Without letting herself hesitate, for Komachi knows intuitively that thinking twice will only break the distant chord of purpose she has latched onto, she shifts past Taishi and over to the front door. Upon reaching it, her fingers curl and twist at the handle, revealing the street and the authoritarian cars still stood outside, barricading her from the five-letter word her brother dedicated so much of his life to for a reason that is probably impossible to unravel.

"Komachi, what are you-"

"Thank you for the tea, Taishi-kun. And for being a friend. I... I know it doesn't seem like it, but you've helped me. You really have."

"W- wait, I don't understan-"

The cold air wraps around her again at the click of the door. The end of his sentence is muffled, but Komachi doesn't bother waiting, throwing herself through the small gate of their house and back onto the pavement.

She tilts her head back and breathes in the musty scent of exhaust fumes, and alongside that, a past dream, or nightmare, of herself and her brother.

Onii-chan... We are similar in so many ways, but I could never do what you did.
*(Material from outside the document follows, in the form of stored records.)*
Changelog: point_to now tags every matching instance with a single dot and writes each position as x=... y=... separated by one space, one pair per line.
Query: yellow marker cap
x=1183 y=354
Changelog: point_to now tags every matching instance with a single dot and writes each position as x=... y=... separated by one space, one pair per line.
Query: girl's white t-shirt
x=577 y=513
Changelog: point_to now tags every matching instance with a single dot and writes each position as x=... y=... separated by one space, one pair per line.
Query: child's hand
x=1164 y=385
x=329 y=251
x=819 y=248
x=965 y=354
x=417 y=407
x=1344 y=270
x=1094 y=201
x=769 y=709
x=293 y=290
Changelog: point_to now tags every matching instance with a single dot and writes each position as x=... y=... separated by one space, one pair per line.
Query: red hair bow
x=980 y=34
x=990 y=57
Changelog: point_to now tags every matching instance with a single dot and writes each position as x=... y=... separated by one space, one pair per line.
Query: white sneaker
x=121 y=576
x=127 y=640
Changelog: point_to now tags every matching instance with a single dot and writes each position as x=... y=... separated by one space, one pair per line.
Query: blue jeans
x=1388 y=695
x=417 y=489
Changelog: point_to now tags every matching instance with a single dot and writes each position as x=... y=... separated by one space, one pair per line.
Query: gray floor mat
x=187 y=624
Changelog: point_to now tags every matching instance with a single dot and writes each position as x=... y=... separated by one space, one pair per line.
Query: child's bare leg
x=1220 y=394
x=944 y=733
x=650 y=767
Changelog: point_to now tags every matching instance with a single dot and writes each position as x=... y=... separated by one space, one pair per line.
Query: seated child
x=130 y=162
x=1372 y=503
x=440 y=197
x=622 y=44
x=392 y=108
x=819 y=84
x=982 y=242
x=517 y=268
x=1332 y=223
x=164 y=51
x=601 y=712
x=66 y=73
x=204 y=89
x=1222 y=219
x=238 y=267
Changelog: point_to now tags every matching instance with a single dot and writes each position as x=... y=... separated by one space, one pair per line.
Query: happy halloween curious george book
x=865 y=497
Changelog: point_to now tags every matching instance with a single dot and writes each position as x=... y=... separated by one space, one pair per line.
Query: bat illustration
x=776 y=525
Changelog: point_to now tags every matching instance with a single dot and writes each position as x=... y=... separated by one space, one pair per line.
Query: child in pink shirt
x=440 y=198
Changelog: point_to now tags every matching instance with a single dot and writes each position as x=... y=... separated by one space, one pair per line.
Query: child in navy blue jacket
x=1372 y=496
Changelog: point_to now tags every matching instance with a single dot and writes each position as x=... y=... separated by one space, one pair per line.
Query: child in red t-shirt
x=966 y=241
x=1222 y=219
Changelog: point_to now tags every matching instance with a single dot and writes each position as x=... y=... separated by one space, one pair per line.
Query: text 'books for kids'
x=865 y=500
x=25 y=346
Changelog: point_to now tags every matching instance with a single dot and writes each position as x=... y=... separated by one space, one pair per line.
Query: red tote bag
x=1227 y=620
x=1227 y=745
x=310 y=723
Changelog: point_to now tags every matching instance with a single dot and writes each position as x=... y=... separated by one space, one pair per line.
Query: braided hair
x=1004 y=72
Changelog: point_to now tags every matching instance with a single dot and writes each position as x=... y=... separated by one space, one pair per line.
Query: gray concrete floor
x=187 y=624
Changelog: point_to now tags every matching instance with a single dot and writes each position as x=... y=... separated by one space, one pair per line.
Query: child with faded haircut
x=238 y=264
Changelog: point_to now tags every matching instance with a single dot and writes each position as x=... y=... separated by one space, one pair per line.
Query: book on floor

There are things I care about except what you were searching for. Genuine, truth, right- whatever load of crap you labelled it as in your head. And I'm not going to justify how... how selfish it is that you want me to do the same.

There are other things I care about. I... I care about being happy too. Sometimes, being happy is more important than being right. Sometimes, being right is more important than being happy. But you're wrong if you think that they can't be the same thing. I know that they can. I believe it.

I have questions. Some of them are mine, some of the ones you've left for me, but... I will try, Onii-chan. I'll try to answer them. I promise. I'll try to answer them all the same. But there's one... there's one question...

I need to know that this isn't my fault.

If I don't get the answer I want, then I'll have to live with that.